International diskutiert: Förderung von Startups und jungen Unternehmen


Der Technologiepark Heidelberg begrüßte 30 internationale Gäste zu seinem traditionellen TP BIO Breakfast. Anlässlich der internationalen Biotech-Messe BIO Convention vom 19. bis 22. Juni 2017 in San Diego, CA, diskutierten drei Redner mit den Teilnehmern über ihre strategische Startup-Förderung. Den passenden Rahmen für Vorträge und Diskussion bot das gemeinsame Frühstück im Hotel Indigo. 

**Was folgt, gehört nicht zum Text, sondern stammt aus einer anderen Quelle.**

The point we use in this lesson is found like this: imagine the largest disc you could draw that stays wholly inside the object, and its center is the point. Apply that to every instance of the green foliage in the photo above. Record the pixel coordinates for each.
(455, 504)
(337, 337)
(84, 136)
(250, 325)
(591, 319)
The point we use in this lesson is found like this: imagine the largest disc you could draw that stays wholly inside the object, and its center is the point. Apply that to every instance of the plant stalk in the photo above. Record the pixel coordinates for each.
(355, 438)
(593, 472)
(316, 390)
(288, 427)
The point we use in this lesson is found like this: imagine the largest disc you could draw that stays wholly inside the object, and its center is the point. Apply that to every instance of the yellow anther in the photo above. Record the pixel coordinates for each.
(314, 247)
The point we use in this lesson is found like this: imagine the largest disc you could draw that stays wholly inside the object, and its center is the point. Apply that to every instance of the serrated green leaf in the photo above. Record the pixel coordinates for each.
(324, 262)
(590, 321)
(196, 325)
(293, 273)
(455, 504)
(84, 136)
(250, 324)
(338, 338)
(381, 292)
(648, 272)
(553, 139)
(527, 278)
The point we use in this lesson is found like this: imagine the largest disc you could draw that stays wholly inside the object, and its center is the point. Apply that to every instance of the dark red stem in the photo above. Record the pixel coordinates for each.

San Diego, 20. Juni 2017 – „Die Inkubation von Startups in den JLABS betrachten wir als langfristige Investition. Die Gründer gehen damit keine Verpflichtungen ein, denn wir fordern weder Anteile noch Vorzugsrechte. Dennoch profitieren wir – und auch die betreuten Startups – von gewinnbringenden Partnerschaften“ – positive Worte von Kara Bortone, Director, Venture Sourcing & Development von Johnson & Johnson Innovation JLABS, nachdem 2016 Investitionen und Börsengänge von Biotechnologieunternehmen nicht nur in Europa abnahmen. Auch in den USA musste die Biotech-Branche in der Kapitalaufnahme einen Rückgang von 50 Prozent verkraften, der Eigenkapitalanteil war noch stärker betroffen. Dennoch fließt hier über 60 Prozent des Venture-Kapitals von Investoren in die Förderung von frühen Entwicklungen und Startups. In Deutschland muss die Startup-Förderung dagegen noch ausgebaut werden – daher ging es für die Referenten des BIO Breakfast um die Frage, wie notwendige innovationsfördernde Strukturen für junge Unternehmen etabliert werden können.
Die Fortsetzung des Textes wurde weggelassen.